Topic Modeling Methods for the Analysis of Gene Expression Data

Valle, Filippo

Topic modeling is a widely used approach to extract relevant information from large datasets. Recently the problem of finding a latent structure in a dataset was mapped to the community detection problem in network theory and a new class of topic modeling strategies has been introduced to overcome some of the limitations of classical methods. We tested this approach on lung and breast cancer samples from the TCGA and METABRIC databases, using data of messenger RNA, microRNAs and copy number variations. The established cancer subtype organization is well reconstructed in the inferred latent topic structure. Moreover, the “topic” that the algorithm extracts correspond to genes involved in cancer development and they are enriched in genes known to play a role in the corresponding disease; they are strongly related to the survival probability of patients too.
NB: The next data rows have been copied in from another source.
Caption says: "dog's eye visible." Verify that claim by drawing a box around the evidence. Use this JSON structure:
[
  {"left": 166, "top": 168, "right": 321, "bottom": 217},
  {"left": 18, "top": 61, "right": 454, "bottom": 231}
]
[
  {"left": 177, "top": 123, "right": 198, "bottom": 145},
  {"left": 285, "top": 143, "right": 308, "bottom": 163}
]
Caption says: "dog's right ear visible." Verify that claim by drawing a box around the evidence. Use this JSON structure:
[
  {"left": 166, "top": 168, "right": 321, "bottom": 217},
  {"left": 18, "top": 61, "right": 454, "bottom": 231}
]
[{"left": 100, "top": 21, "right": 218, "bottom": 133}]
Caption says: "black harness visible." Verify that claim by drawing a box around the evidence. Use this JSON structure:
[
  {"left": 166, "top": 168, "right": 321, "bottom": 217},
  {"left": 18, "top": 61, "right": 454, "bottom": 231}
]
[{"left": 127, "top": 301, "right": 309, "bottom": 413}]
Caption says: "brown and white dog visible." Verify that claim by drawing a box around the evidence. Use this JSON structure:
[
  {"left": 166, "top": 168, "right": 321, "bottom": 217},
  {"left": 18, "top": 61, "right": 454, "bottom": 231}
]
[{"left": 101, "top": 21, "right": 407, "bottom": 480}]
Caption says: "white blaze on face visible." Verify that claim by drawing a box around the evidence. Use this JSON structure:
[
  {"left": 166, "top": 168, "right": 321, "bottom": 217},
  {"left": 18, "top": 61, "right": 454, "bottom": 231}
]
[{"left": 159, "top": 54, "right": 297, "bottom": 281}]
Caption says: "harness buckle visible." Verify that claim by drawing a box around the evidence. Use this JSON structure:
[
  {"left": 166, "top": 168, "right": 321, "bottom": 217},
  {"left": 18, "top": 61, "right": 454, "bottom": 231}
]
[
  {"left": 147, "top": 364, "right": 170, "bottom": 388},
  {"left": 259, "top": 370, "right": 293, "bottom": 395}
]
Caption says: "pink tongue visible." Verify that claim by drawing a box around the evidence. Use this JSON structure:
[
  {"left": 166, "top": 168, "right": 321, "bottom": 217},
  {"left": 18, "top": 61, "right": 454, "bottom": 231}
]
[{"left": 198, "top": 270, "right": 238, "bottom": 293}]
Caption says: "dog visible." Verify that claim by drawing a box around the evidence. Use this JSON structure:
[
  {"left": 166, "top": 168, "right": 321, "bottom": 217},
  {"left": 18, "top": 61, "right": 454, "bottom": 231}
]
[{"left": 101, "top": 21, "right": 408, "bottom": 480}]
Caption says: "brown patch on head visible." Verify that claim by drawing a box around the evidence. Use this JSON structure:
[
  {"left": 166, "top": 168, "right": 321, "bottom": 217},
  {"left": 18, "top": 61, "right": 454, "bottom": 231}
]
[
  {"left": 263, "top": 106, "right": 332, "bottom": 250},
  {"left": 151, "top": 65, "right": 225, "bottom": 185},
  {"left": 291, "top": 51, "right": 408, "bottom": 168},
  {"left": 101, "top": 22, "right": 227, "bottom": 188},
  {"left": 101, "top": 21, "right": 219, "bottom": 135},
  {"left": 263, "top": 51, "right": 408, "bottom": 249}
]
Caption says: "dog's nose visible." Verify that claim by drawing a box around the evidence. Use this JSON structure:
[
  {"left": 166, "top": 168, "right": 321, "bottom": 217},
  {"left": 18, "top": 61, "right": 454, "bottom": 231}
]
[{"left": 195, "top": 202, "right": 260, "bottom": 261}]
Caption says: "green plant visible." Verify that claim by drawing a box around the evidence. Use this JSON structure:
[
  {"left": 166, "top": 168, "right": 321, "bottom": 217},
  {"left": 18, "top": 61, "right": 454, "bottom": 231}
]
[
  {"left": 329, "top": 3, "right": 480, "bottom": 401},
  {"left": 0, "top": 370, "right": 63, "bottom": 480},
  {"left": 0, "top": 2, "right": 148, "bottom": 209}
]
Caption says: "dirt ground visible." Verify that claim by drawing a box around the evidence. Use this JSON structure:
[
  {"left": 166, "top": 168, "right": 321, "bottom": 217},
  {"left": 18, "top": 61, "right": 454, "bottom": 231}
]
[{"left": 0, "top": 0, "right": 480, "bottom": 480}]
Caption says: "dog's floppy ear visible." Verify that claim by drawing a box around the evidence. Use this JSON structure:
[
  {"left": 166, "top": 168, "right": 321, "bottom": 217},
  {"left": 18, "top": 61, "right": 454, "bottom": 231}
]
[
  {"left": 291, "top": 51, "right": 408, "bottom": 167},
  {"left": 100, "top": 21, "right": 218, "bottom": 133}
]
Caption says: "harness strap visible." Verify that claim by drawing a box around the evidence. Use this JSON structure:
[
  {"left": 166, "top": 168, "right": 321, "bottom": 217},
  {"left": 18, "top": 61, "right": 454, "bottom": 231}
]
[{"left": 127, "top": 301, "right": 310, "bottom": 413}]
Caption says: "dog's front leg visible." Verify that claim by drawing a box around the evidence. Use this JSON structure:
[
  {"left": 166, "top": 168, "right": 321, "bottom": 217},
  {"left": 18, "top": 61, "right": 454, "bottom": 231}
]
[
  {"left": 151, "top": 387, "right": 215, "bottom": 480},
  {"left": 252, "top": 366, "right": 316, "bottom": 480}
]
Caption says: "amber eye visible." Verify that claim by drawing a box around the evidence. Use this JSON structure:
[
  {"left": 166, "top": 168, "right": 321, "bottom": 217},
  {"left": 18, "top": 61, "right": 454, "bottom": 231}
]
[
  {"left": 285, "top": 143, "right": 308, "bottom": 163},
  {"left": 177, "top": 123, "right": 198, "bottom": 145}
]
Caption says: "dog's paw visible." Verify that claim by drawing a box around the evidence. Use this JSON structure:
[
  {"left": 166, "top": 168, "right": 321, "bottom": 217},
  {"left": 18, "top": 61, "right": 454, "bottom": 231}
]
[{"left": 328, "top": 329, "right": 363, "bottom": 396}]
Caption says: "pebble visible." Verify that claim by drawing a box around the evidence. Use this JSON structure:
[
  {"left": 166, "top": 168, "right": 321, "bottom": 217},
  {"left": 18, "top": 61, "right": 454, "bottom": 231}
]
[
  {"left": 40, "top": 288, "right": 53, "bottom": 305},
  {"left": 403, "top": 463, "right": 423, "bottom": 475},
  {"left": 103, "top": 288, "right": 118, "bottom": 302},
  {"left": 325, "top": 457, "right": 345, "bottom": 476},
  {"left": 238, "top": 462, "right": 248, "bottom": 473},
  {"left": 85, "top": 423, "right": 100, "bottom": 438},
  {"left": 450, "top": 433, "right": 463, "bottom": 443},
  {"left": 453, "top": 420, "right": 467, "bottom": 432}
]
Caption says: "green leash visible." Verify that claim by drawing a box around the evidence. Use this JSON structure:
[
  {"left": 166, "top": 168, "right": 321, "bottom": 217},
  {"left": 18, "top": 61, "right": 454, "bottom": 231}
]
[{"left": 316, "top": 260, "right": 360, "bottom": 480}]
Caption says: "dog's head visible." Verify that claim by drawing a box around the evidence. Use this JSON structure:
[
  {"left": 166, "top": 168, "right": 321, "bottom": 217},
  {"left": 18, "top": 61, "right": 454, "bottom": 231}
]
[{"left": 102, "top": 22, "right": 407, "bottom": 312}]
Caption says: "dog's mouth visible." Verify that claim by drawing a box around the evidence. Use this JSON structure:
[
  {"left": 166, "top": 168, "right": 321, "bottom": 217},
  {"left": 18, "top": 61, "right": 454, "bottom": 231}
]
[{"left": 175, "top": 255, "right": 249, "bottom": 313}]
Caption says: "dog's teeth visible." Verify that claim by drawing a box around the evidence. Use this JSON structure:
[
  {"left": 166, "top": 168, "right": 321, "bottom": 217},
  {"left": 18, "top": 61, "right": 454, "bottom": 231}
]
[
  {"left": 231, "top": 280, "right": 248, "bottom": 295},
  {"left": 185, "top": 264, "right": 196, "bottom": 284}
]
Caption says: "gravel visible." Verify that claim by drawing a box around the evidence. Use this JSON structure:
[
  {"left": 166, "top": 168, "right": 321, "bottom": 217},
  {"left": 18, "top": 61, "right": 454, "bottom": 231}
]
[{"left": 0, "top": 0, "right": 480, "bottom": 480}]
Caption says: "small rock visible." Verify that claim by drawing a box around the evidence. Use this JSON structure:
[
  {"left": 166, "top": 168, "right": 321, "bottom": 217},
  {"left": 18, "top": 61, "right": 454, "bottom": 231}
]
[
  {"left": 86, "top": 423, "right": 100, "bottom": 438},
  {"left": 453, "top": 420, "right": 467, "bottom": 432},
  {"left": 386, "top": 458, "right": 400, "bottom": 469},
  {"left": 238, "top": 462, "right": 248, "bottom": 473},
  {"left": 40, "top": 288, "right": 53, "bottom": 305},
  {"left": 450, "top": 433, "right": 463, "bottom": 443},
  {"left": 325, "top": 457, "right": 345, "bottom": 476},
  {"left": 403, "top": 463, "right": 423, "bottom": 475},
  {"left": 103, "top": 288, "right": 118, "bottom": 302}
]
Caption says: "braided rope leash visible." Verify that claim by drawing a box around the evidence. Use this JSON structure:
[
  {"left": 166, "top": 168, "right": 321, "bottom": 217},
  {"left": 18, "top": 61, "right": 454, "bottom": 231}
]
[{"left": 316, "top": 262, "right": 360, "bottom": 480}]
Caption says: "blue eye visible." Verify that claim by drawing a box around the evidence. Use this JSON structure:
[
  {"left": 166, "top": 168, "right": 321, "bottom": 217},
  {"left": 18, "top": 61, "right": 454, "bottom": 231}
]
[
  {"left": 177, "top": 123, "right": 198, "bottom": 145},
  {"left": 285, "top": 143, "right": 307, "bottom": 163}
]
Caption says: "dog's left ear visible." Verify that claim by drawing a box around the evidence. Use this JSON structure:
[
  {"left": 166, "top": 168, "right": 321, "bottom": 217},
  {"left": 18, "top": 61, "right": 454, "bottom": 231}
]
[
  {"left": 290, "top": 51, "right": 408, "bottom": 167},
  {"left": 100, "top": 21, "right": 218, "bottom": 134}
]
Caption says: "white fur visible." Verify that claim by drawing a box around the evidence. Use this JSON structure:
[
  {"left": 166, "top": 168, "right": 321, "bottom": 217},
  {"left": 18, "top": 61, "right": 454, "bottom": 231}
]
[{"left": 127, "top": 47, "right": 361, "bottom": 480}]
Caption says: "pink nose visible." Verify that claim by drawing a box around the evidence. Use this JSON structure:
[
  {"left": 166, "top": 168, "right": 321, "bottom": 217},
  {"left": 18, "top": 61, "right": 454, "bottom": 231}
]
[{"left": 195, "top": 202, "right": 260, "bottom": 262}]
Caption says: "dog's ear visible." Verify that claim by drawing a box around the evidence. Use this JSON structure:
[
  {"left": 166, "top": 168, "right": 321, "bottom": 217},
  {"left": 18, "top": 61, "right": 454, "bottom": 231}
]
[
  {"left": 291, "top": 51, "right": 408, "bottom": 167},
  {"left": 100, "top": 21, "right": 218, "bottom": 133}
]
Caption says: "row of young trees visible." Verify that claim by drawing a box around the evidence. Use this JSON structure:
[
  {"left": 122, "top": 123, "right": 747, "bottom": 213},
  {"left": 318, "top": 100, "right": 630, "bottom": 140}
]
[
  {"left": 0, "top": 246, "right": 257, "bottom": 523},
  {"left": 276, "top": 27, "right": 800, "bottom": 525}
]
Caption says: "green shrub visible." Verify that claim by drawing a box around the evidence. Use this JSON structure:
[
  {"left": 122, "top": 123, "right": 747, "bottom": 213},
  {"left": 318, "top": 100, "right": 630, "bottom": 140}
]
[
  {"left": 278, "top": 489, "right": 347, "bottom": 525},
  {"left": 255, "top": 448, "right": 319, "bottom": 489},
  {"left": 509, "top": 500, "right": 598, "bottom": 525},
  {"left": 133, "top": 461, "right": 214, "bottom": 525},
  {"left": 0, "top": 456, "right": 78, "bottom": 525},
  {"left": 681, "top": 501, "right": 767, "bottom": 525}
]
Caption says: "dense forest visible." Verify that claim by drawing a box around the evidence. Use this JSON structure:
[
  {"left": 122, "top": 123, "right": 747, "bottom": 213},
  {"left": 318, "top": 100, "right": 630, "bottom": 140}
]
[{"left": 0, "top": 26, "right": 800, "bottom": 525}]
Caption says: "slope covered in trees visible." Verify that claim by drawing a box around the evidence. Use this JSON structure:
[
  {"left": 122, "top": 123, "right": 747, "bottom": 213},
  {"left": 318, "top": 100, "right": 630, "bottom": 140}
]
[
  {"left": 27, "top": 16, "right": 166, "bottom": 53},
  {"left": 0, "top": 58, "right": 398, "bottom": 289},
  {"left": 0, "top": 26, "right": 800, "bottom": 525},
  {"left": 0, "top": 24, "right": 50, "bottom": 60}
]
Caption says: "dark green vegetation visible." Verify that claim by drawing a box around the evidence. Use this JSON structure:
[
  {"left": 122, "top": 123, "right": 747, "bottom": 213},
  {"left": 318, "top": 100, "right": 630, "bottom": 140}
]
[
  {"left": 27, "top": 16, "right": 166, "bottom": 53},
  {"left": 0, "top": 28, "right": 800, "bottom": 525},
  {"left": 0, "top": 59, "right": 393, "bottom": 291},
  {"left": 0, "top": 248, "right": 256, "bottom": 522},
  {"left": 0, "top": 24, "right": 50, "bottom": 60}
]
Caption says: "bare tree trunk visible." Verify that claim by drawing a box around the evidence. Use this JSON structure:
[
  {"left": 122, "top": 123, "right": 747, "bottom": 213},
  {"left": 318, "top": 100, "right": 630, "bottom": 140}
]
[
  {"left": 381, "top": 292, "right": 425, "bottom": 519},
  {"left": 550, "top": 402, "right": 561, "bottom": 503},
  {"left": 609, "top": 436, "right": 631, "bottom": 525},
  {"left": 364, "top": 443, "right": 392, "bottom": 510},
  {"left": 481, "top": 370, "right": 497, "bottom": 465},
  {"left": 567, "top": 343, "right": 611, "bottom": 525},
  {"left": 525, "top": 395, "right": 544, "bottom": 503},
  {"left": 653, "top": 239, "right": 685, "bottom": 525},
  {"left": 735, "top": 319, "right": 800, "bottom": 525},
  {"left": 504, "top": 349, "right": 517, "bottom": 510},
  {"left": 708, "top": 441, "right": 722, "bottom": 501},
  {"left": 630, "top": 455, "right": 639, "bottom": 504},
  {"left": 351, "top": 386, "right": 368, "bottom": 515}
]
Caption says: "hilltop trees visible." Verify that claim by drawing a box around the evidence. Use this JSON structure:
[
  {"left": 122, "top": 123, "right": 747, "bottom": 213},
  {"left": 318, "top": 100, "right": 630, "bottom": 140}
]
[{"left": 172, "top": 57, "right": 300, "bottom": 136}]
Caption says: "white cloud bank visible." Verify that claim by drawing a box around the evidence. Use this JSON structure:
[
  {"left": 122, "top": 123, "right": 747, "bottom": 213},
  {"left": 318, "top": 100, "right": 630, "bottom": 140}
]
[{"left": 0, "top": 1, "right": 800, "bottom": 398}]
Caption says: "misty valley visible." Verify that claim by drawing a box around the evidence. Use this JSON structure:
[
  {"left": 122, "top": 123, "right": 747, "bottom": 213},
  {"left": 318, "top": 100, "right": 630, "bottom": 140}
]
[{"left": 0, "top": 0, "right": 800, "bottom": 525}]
In biology, integrating transcriptional data with other layers of information, such as the post-transcriptional regulation mediated by microRNAs, can be crucial in identifying the driver genes and the subtypes of complex and heterogeneous diseases such as cancer. More specifically, we show how an algorithm based on a hierarchical version of stochastic block modeling can be adapted to integrate any combination of data. We will also show that the inclusion of the microRNAs layer significantly improves the accuracy of subtype classification. As a final result, we show how operating in the low dimensional topic space, one can predict the cancer subtype of a new unseen expression sample.